32nd Sunday after Pentecost


On February 2, on the 32nd Sunday after Pentecost we had a celebration at St. George Church. The parish Rector, Archpriest Igor Tarasov served the Divine Liturgy. Following the readings from the Scripture he preached a homily:

“Today we heard the Gospel story about Zaccheus, a chief publican who wished to see Jesus and who decided to change his life, to repent. We may notice that in his desire to see the Lord Zaccheus labored, he climbed a tree. He could doubt that he will be successful, but he did make an effort, and his effort was rewarded. Thus, we may say that Zaccheus had hope. Therefore, today we will reflect on this wonderful virtue, we will speak about hope.”
“Today’s Epistle lesson says that we Christians labor and suffered reproach, “because we trust in the living God” (1 Tim. 4, 10). Trusting in God means to have hope that God will make everything work for our good. Hope is one of the three most important virtues, along with faith and love.”
“If we think about it, we may see that it is impossible to live without hope.

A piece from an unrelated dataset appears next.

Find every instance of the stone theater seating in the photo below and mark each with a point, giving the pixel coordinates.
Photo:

The farmer would never sow a seed in the soil, or a preacher preach a sermon, a mother undergo the pain of childbirth, a student the discipline of study, or a doctor perform a surgery – were it not for the hope that out of the effort something good, something better might result. The person who loses hope in life may not wish to live. This is why we say that hope dies the last. A hopeless person is likely to commit suicide. Ironically, even his suicide is done in hope, in hope that death is better than life. Man must hope! St. Paul calls hope an anchor of the soul (Heb. 6, 19).”

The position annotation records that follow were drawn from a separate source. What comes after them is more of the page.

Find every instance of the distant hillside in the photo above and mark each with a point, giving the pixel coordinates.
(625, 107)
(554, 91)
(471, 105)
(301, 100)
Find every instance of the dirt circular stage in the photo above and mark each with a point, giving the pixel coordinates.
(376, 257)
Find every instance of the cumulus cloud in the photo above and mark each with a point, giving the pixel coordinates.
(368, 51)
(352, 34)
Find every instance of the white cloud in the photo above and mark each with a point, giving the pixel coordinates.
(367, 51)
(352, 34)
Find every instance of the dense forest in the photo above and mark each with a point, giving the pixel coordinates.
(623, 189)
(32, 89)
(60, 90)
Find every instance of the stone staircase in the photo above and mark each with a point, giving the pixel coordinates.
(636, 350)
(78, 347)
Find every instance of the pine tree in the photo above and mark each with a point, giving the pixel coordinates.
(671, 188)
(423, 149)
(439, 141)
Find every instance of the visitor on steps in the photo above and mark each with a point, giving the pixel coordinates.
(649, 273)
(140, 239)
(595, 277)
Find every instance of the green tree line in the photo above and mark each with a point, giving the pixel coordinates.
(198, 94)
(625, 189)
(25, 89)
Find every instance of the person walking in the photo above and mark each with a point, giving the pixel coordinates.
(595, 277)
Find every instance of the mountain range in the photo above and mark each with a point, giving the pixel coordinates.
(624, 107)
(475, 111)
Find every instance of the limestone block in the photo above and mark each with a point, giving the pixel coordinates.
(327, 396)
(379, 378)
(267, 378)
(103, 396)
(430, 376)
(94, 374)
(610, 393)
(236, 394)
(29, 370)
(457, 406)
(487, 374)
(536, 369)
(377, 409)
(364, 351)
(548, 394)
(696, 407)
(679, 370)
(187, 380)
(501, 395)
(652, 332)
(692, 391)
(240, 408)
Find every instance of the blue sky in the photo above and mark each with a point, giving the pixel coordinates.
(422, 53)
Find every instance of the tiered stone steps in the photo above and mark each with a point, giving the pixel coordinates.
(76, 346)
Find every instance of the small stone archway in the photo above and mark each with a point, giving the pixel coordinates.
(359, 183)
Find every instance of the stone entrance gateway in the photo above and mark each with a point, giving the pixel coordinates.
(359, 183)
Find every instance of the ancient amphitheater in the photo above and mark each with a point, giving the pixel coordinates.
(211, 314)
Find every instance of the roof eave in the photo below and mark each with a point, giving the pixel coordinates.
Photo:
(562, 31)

“But our hope has to be true and real. Very often our hope is with regard to earthly needs. It is natural to hope and work for better health, for success in business or profession. But there is higher hope. Our earthly needs are temporary. And our hope and trust in earthly things or in the people may not be true. “Do not put your trust in princess, in the sons of men, in whom there is no salvation,” – says the Psalm (Ps. 145, 3). A higher, an eternal hope, a hope which alone gives meaning and direction in our life is the hope in God. The Psalm goes on saying, “Blessed is he who has the God of Jacob for his help, whose hope is in the Lord his God” (Ps. 145, 5). If there were no God, if God was not interested in the world He made, Jesus would not have come. But He did come! And because of this, there is hope. If there was no repentance and forgiveness, life would hold no hope for any of us. If death marked the end of man, life would make no sense. But in Jesus we have forgiveness and life. He is our hope, a true and real hope.”
“A Christian is never without hope. He always finds a way out in Christ. He knows that all things can work for good to those who love God. He knows that there is nothing in all creation, not even death, that can separate him from the love of God in Christ Jesus. He knows that the sufferings of the present time are not worthy to be compared with the glory that shall be revealed to those who put their trust in Jesus.”

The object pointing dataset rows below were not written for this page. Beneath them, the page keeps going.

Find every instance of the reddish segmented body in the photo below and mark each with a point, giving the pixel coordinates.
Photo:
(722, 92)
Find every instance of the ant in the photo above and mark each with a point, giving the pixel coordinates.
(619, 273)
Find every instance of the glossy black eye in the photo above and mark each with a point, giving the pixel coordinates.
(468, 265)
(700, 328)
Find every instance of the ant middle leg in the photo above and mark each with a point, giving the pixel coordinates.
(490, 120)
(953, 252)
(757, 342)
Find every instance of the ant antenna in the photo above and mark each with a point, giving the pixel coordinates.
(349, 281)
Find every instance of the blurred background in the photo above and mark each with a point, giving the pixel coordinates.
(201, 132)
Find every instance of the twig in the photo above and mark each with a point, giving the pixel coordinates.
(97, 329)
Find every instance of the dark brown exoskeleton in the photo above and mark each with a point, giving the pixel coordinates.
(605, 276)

“Christian hope is confidence in God, the willingness to entrust to Him the future of our life. It is a realistic hope because in such hope we fully realize that tomorrow may not be better than today. Tomorrow we may suffer. Tomorrow we may fall. Tomorrow we may die. But tomorrow, like today, God will be with us, sustaining us, upholding us, supporting us with His everlasting arms, bringing good out of evil, granting life in death.”
“Remember what some people said about Jesus Himself when He suffered on the cross? They mocked Him saying, “He trusted in God; let Him deliver Him now” (Mt. 27, 43). We know that God did not deliver Jesus from the cross, but He did raise Him from the dead! At the end God brought the greatest good out of the greatest evil. Jesus who died, was risen from the dead. This is why, as St. Paul says, we also have to labor and suffer reproach, “because we trust in the living God, who is the Savior of all men” (1 Tim. 4, 10).”

“Dear brothers and sisters! Let us finish our today’s reflection with the words of blessing given by St. Paul to the Romans: “May the God of hope fill you with all joy and peace in believing that you may abound in hope by the power of the Holy Spirit” (Rom. 15, 13).”

After the dismissal of the Liturgy Fr. Igor congratulated one of our youngest parishioners, Anton Malyshew on the occasion of his past name day, feast of St. Anthony the Great and wished him God’s blessings and fervent intercession of his patron Saint. The traditional “Mnogaia leta” was sung.